The NIH BD2K Center of Excellence in Biomedical Computing, University of California at Los Angeles, Los Angeles, CA 90095, USA.
Department of Physiology, University of California at Los Angeles, Los Angeles, CA 90095, USA.
Sci Data. 2018 Nov 20;5:180258. doi: 10.1038/sdata.2018.258.
Clinical case reports (CCRs) provide an important means of sharing clinical experiences about atypical disease phenotypes and new therapies. However, published case reports contain largely unstructured and heterogeneous clinical data, posing a challenge to mining relevant information. Current indexing approaches generally concern document-level features and have not been specifically designed for CCRs. To address this disparity, we developed a standardized metadata template and identified text corresponding to medical concepts within 3,100 curated CCRs spanning 15 disease groups and more than 750 reports of rare diseases. We also prepared a subset of metadata on reports on selected mitochondrial diseases and assigned ICD-10 diagnostic codes to each. The resulting resource, Metadata Acquired from Clinical Case Reports (MACCRs), contains text associated with high-level clinical concepts, including demographics, disease presentation, treatments, and outcomes for each report. Our template and MACCR set render CCRs more findable, accessible, interoperable, and reusable (FAIR) while serving as valuable resources for key user groups, including researchers, physician investigators, clinicians, data scientists, and those shaping government policies for clinical trials.
临床病例报告(CCR)为分享关于非典型疾病表型和新疗法的临床经验提供了重要手段。然而,已发表的病例报告包含大量非结构化和异质的临床数据,这给挖掘相关信息带来了挑战。

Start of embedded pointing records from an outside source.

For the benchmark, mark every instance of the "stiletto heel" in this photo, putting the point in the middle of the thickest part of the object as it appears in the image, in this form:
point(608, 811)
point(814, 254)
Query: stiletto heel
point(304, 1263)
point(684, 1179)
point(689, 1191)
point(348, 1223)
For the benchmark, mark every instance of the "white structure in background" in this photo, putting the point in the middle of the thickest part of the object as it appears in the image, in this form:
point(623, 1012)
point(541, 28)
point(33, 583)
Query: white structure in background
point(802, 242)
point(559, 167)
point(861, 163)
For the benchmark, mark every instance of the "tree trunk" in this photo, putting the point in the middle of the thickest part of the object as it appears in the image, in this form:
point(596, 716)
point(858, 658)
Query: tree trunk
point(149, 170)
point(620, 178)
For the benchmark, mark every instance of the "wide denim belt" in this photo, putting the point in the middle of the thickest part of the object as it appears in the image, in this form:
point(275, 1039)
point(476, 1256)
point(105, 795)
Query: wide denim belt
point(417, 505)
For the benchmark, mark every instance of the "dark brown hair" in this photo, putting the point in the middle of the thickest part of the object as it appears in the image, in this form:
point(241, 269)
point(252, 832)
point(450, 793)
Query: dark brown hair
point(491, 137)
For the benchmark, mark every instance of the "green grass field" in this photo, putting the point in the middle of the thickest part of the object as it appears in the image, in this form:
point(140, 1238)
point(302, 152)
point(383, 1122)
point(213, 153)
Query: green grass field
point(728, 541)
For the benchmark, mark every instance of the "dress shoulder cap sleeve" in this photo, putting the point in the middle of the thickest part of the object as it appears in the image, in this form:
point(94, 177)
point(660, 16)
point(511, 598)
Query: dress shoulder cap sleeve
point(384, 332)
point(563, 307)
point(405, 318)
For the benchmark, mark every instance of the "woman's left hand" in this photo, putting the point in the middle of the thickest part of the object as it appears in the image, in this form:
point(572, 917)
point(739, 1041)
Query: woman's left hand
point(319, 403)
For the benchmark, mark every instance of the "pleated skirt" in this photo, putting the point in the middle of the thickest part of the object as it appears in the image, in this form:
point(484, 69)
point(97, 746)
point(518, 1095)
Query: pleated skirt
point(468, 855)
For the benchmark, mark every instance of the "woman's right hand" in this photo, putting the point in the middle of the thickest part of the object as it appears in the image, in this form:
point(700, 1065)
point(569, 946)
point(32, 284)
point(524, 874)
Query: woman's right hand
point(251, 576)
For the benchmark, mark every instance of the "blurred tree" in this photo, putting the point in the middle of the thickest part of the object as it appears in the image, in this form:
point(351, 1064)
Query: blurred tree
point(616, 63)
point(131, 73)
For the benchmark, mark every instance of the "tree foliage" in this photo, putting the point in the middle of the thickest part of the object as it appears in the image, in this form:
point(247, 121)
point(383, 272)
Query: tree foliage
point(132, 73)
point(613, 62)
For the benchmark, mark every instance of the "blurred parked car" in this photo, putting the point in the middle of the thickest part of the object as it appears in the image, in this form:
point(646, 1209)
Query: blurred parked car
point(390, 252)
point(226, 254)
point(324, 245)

目前的索引方法通常关注文档级别的特征,而不是专门为 CCR 设计的。为了解决这一差异,我们开发了一个标准化的元数据模板,并在 15 个疾病组的 3100 个经过策展的 CCR 中确定了与医疗概念相对应的文本,这些 CCR 涵盖了超过 750 份罕见疾病报告。我们还为选定的线粒体疾病报告准备了一部分元数据,并为每个报告分配了 ICD-10 诊断代码。由此产生的资源,从临床病例报告中获取的元数据(MACCR),包含与高级临床概念相关的文本,包括每个报告的人口统计学、疾病表现、治疗和结果。我们的模板和 MACCR 集使 CCR 更易于发现、访问、互操作和重用(FAIR),同时也为关键用户群体(包括研究人员、医师调查员、临床医生、数据科学家以及制定临床试验政府政策的人员)提供了有价值的资源。